So, there’s an interesting engineer-ism that I’ve seen be true more often than not: software will run best on whatever is on the engineer’s desk.  Well, here at work, for my Windows box, I’ve now been running Vista since it came out, and the 64-bit version of Vista for over a year.  (I spend equal time on my Macs, so don’t get any crazy ideas).  The machine here at work has two quad-cores in it, which is great for compiling, but is kind of overkill for Photoshop.  It’s got 8GB RAM in it, which isn’t overkill anymore.

Knowing that engineer-ism, I let that inform me when I recently bought a new machine for home.  I bet I’m like a lot of you when it comes to such things – I like to look for the best value I can get, including being fast enough so that the lifetime of the machine is a good, long time.

The machine I got is a workstation-class (nothing high-end, mind you, but not consumer-level either) refurbished machine.  It’s got a quad-core processor in it – not the fastest, but not far from it – 4GB ram, 3 hard drives (I couldn’t quite justify a NAS RAID setup at home… yet.  The machine came with 1 drive, I just moved the biggest, most recently purchased drives over from the old machine using a couple of SATA-IDE adapters).  I don’t do any 3D work, and most of the time, I use the machine remotely from downstairs, so the onboard video was good enough.  That’s always easy enough to upgrade later if need be.  I made sure that the motherboard supported 8GB of RAM, so I’m not hitting a wall there, either.

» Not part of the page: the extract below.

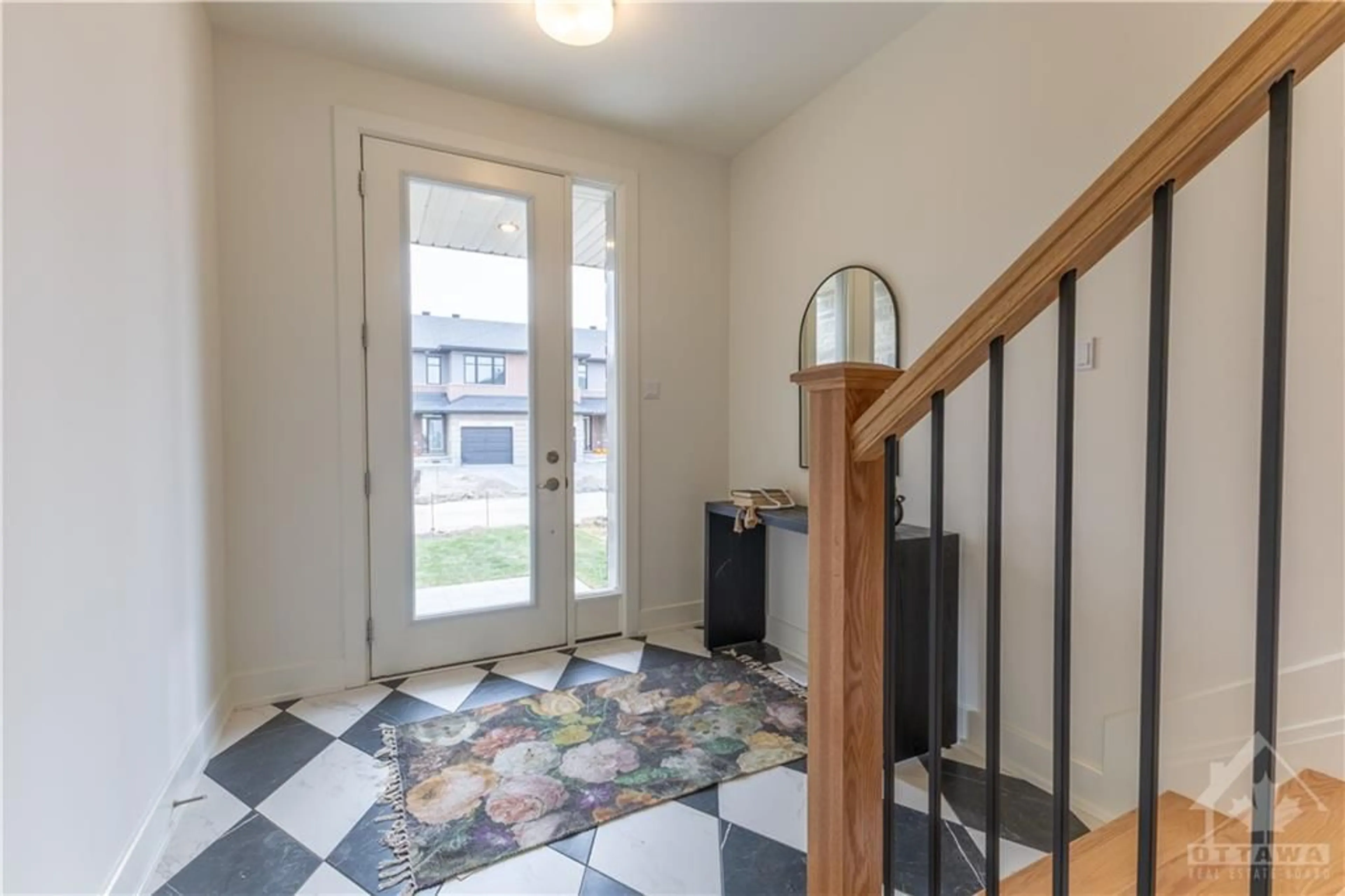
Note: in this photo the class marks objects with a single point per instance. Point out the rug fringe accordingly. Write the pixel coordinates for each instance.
(773, 676)
(397, 870)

The machine came from a company which was proud of their "XP downgrade".  Blech.  I suspect it’s just because that’s what’s on most of their engineers desks.  Sorry, this geek likes Vista.  I like the faster boot, the more aggressive caching (unused RAM is wasted RAM), the fixed video driver model, and rock-solid stability.  Yes, everything got moved around from XP, and some of the moves still don’t make sense to me.  But things got moved around between NT and Win2k too, and I lived through that.

So, I looked through the pre-installed, uhm, software on the machine, didn’t see anything worth caring about.  I then went through my normal process for re-imaging a machine – bring up Add/Remove Programs on the old machine (yes, the renaming of that item in Vista still annoys me – it’s harder to find in the middle of the Control Panel menu – which I still always set up to be a big flat menu off the Start button list), walk through the programs list, writing down those applications which I remember being useful.  Then went and found updated drivers for the new machine (before re-installing the OS) , got them on a USB stick.  And finally, did a full, fresh install of the 64-bit version of Vista Ultimate.  Ah.  Much better.

Is moving to an 64-bit version of Vista for everybody?  My advice is the same as it’s always been: check for driver availability and software compatibility before leaping.  My personal perception is that driver availability for the 64-bit versions of Vista has changed dramatically over the summer, and I haven’t had an issue with the recent versions of the any of the software I use.  Your mileage may vary.  My 3-year-old laptop is still running XP precisely because of those caveats.

So, there you have it.  This engineer, on his main Windows machines, is running 64-bit editions of Vista.  Take it for what you will.